The details: under some mysterious circumstances, the PCM290x family sound chips can send more data than expected during an isochronous transfer, leading to a babble error. Those
Do these chips connect as USB-3 devices or as USB-2? (I wouldn't expect an audio device to use USB-3; it shouldn't need the higher bandwidth.)
circumstances seem to in part depend on the USB host controller and/or the electrical environment, since the chips work just fine for most people.
Receiving data past the end of the isochronous transfer window scheduled for a device results in the XHCI controller throwing a babble error, which moves the endpoint into halted state.
This is followed by the host controller software sending a reset endpoint command, and moving the endpoint into stopped state, as specified on pages 164-165 of the XHCI specification.
In general, errors such as babble are not supposed to stop isochronous endpoints.
However, the USB sound driver seems to have no idea that this error happened. The function retire_capture_urb looks at the status of each isochronous frame, but seems to be under the assumption that the sound device just keeps on running.
This is appropriate, for the reason mentioned above.
The function snd_complete_urb seems to only detect that the device is not running if usb_submit_urb returns a failure.
err = usb_submit_urb(urb, GFP_ATOMIC); if (err == 0) return; usb_audio_err(ep->chip, "cannot submit urb (err = %d)\n", err); if (ep->data_subs && ep->data_subs->pcm_substream) { substream = ep->data_subs->pcm_substream; snd_pcm_stop_xrun(substream); }
However, the XHCI driver will happily submit an URB to a stopped device.
Do you mean "stopped device" or "stopped endpoint"?
Looking at the call trace usb_submit_urb -> xhci_urb_enqueue -> xhci_queue_isoc_tx_prepare -> prepare_ring, you can see this code:
/* Make sure the endpoint has been added to xHC schedule */ switch (ep_state) {
... case EP_STATE_HALTED: xhci_dbg(xhci, "WARN halted endpoint, queueing URB anyway.\n"); case EP_STATE_STOPPED: case EP_STATE_RUNNING: break;
This leads me to a few questions:
- should retire_capture_urb call snd_pcm_stop_xrun, or another function like it, if it sees certain errors in the iso frame in the URB?
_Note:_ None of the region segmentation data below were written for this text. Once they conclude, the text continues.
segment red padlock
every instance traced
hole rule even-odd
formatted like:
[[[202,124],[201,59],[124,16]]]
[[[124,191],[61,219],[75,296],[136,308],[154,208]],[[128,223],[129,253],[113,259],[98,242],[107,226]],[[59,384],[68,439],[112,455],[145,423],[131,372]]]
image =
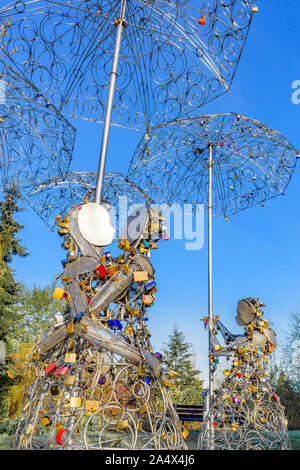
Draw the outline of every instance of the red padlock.
[[[64,440],[68,437],[68,430],[67,429],[60,429],[56,435],[56,442],[60,446],[63,444]]]
[[[55,364],[55,362],[52,362],[52,364],[50,364],[50,366],[46,367],[45,374],[50,375],[50,374],[52,374],[52,372],[55,371],[55,369],[56,369],[56,364]]]
[[[57,377],[64,377],[68,372],[69,372],[69,367],[61,366],[54,372],[54,375]]]
[[[106,276],[107,270],[103,264],[99,264],[99,266],[97,266],[95,269],[95,273],[98,279],[102,279],[104,276]]]

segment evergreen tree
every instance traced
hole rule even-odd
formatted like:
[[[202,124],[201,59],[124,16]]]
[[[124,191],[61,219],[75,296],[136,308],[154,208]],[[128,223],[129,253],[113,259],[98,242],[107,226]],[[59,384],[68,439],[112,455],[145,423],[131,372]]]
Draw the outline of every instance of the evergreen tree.
[[[55,283],[46,287],[21,286],[18,302],[14,306],[16,322],[11,343],[15,349],[20,344],[36,342],[44,330],[54,325],[53,314],[65,310],[66,303],[52,297],[54,290]]]
[[[300,429],[300,391],[295,389],[294,384],[283,371],[279,376],[275,392],[280,397],[281,404],[285,409],[288,428],[290,430]]]
[[[199,370],[192,364],[192,345],[185,339],[184,333],[174,325],[168,343],[163,350],[164,365],[169,370],[178,372],[175,387],[171,396],[176,404],[200,404],[203,381],[199,378]]]
[[[20,284],[14,279],[11,263],[14,256],[26,256],[25,248],[16,234],[23,226],[14,220],[22,209],[18,206],[20,194],[15,185],[5,189],[4,200],[0,202],[0,341],[9,352],[9,334],[13,330],[15,314],[13,306],[18,300]],[[4,362],[4,361],[2,361]],[[0,417],[7,413],[7,392],[11,385],[7,375],[7,364],[0,364]]]

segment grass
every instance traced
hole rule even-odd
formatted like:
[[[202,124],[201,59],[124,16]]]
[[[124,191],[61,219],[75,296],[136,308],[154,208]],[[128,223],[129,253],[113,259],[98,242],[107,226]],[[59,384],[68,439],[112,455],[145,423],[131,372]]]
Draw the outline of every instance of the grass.
[[[294,450],[300,450],[300,431],[290,431],[290,440]]]

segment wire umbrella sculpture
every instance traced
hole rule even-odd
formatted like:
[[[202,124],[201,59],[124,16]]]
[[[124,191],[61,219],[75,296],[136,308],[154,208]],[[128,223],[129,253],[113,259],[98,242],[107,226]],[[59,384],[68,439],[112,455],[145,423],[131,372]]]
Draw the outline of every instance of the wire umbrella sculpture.
[[[6,67],[1,68],[1,84],[1,186],[16,183],[26,193],[44,179],[67,173],[76,131]]]
[[[0,9],[1,61],[62,114],[104,122],[99,204],[111,122],[145,131],[228,91],[255,10],[254,0],[18,0]]]
[[[65,177],[54,176],[34,187],[26,194],[24,201],[53,229],[57,215],[67,213],[70,207],[84,200],[93,199],[96,181],[96,172],[70,171]],[[105,173],[103,198],[109,203],[111,210],[115,211],[116,227],[122,224],[125,211],[130,205],[154,203],[129,178],[120,173]]]
[[[208,215],[208,329],[213,350],[212,217],[228,216],[284,195],[298,151],[265,124],[228,113],[157,126],[142,139],[128,176],[157,203],[205,204]],[[168,195],[167,200],[165,195]],[[209,361],[209,409],[214,364]],[[209,426],[213,448],[213,426]]]
[[[207,423],[214,427],[214,448],[226,450],[289,450],[287,420],[280,398],[268,381],[266,363],[277,347],[275,331],[263,318],[265,305],[257,298],[240,300],[236,321],[244,334],[232,335],[215,321],[214,357],[231,357],[224,380],[215,391],[213,407],[199,434],[198,447],[206,449]],[[207,319],[203,319],[207,322]],[[225,345],[217,334],[221,332]]]

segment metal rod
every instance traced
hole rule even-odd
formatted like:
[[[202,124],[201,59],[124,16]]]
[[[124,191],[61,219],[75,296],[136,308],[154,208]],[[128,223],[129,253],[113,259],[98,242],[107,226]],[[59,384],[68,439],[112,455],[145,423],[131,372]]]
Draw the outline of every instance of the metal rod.
[[[208,162],[208,314],[209,314],[209,352],[213,346],[213,286],[212,286],[212,180],[213,180],[213,144],[209,143]],[[209,355],[208,377],[208,412],[212,409],[214,399],[213,364]],[[209,449],[214,448],[214,430],[212,417],[209,420]]]
[[[96,204],[100,204],[102,201],[102,188],[103,188],[103,179],[104,179],[104,172],[105,172],[105,162],[106,162],[106,156],[107,156],[107,147],[108,147],[108,139],[109,139],[109,132],[110,132],[110,124],[111,124],[111,113],[112,113],[114,93],[115,93],[115,88],[116,88],[122,32],[124,29],[123,22],[124,22],[125,8],[126,8],[126,0],[122,0],[121,9],[120,9],[120,17],[118,19],[118,25],[117,25],[115,51],[114,51],[114,58],[113,58],[113,63],[112,63],[112,68],[111,68],[111,73],[110,73],[110,83],[109,83],[109,90],[108,90],[108,97],[107,97],[107,104],[106,104],[106,111],[105,111],[104,127],[103,127],[103,133],[102,133],[101,151],[100,151],[98,176],[97,176],[97,184],[96,184],[96,192],[95,192]]]

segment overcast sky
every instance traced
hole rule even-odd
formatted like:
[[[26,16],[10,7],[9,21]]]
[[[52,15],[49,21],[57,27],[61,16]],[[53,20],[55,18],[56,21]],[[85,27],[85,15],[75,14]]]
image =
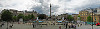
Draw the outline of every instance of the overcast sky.
[[[0,0],[1,9],[16,9],[19,11],[32,11],[49,15],[50,3],[52,14],[63,13],[78,14],[85,8],[100,7],[100,0]]]

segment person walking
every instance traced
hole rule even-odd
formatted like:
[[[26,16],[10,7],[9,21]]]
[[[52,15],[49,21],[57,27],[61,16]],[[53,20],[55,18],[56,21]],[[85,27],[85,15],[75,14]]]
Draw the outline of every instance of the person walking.
[[[34,28],[34,24],[32,24],[33,25],[33,28]]]
[[[61,29],[61,26],[59,26],[59,29]]]
[[[66,24],[66,29],[67,29],[67,25],[68,25],[68,24]]]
No. Isochronous endpoints are expected to encounter errors from time to time; that is the nature of isochronous communications. You're supposed to ignore the errors (skip over any bad data) and keep going.
- should snd_complete_urb do something with these errors, too, in case they happen on the sync frames and not the data frames?
- does the XHCI code need to ring the doorbell when submitting an URB to a stopped device, or is it always up to the higher-level driver to fully reset the device before it can do anything useful?
In this case it is not up to the higher-level driver.
- if a device in stopped state does not do anything useful, should usb_submit_urb return an error?
The notion of "stopped state" is not part of USB-2. As a result, it should be handled entirely within the xhci-hcd driver.
(A non-isochronous endpoint can be in the "halted" state. But obviously this isn't what you're talking about.)
- how should the USB sound driver recover from these occasional and/or one-off errors? stop the sound stream, or try to reinitialize the device and start recording again?
As far as I know, it should do its best to continue (perhaps fill in missing data with zeros).
Alan Stern
I am willing to write patches and can test with my setup, but both the sound code and the USB code are new to me so I would like to know what direction I should go in :)